Han trascurrido más de dos años sin que se resuelva el homicidio de Héctor Melesio Cuén Ojeda, quien fuera Rector de la Universidad Autónoma de Sinaloa. El hecho presuntamente ocurrió en la finca de Huertos del Pedregal,en Culiacán, Sinaloa, por lo que el delito originalmente era competencia de la Fiscalía General de ese estado. Sin embargo, las autoridades encargadas de esa investigación fueron acusadas de montar una versión falsa de los hechos y del lugar donde supuestamente el exrector fue herido por arma de fuego. La Fiscalía oficialmente informó que su deceso derivó de un intento de asalto en una gasolinera, pero fueron desmentidos por el propio Ismael El Mayo Zambada, quien mediante una carta, que publicaron diversos medios de comunicación, aclaró lo sucedido.

Por esa razón, la Fiscalía General de la República ejerció su facultad para atraer esa investigación en la que de alguna forma está implicado el gobernador del estado de Sinaloa, Rubén Rocha Moya. No es la primera vez que se acusa la intervención de un gobernador para ejercer presión sobre la Fiscalía del Estado con el fin de encubrir un hecho delictivo. En otras ocasiones hemos referido que, en la práctica, las fiscalías no gozan de plena autonomía en ciertos asuntos.

Dámaso López Saavedra, exvicefiscal del Estado de Sinaloa, se encargó de las primeras diligencias de la investigación del homicidio de Héctor Melesio Cuén Ojeda y ahora sabemos que el Departamento de Justicia de Estados Unidos hizo pública una acusación formal contra él por su presunta colaboración para proteger al Cártel de Sinaloa y ayudarlos a introducir a Estados Unidos diversas drogas. Por ese motivo se solicitó su extradición junto con otros funcionarios de Sinaloa, incluido el gobernador con licencia, Rocha Moya.

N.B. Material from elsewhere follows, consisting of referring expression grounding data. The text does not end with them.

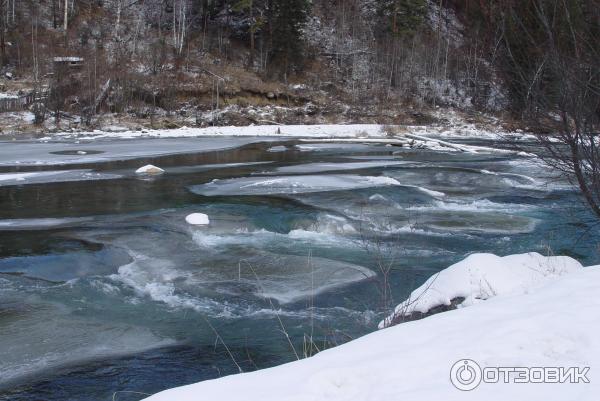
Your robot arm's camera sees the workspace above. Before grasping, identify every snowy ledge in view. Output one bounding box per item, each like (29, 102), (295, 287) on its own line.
(146, 254), (600, 401)
(40, 124), (533, 157)
(379, 252), (582, 329)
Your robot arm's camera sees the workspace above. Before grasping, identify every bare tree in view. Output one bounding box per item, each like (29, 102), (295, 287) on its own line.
(503, 0), (600, 218)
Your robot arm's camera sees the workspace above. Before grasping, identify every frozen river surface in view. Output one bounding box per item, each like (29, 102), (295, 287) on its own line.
(0, 137), (598, 400)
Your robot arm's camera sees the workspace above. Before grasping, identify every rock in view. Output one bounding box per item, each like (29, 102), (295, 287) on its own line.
(135, 164), (165, 175)
(185, 213), (210, 226)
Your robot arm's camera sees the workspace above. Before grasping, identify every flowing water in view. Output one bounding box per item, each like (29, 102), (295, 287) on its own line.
(0, 134), (599, 400)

Ahora el dilema es el mismo: la FGR actuará hasta las últimas consecuencias “caiga quien caiga”, o evitará documentar la verdad de los hechos por razones políticas o de intereses personales, como sucedió en la Fiscalía General del Estado de Sinaloa. Si bien el gobernador Rocha Moya declaró públicamente que el 25 de julio de 2024, día en que presuntamente se asesinó al exrector, fue a Estados Unidos a visitar a unos familiares, legalmente es posible que se acredite su participación en ese homicidio. Los abogados saben que hay distintas formas de responsabilidad penal además de la de autor material.

No sabemos si existen pruebas en su contra, pero esta semana el periodista Raymundo Riva Palacio dio a conocer en su columna que “el gobierno de Estados Unidos informó que el Departamento de Justicia está ampliando las acusaciones en su contra para incluir el asesinato del diputado federal Héctor Melesio Cuén, con quien tenía un viejo diferendo, donde vincularían el crimen con el delito de conspiración para distribuir y comercializar droga en Estados Unidos”.

Se trata, sin duda, de un asunto de alto nivel que compromete a las instituciones de procuración de justicia mexicanas a dos años de haber sucedido. ¿Tendrán las autoridades estadounidenses la capacidad de resolver un crimen que se cometió en nuestro país antes de que lo haga la Fiscalía General de la República?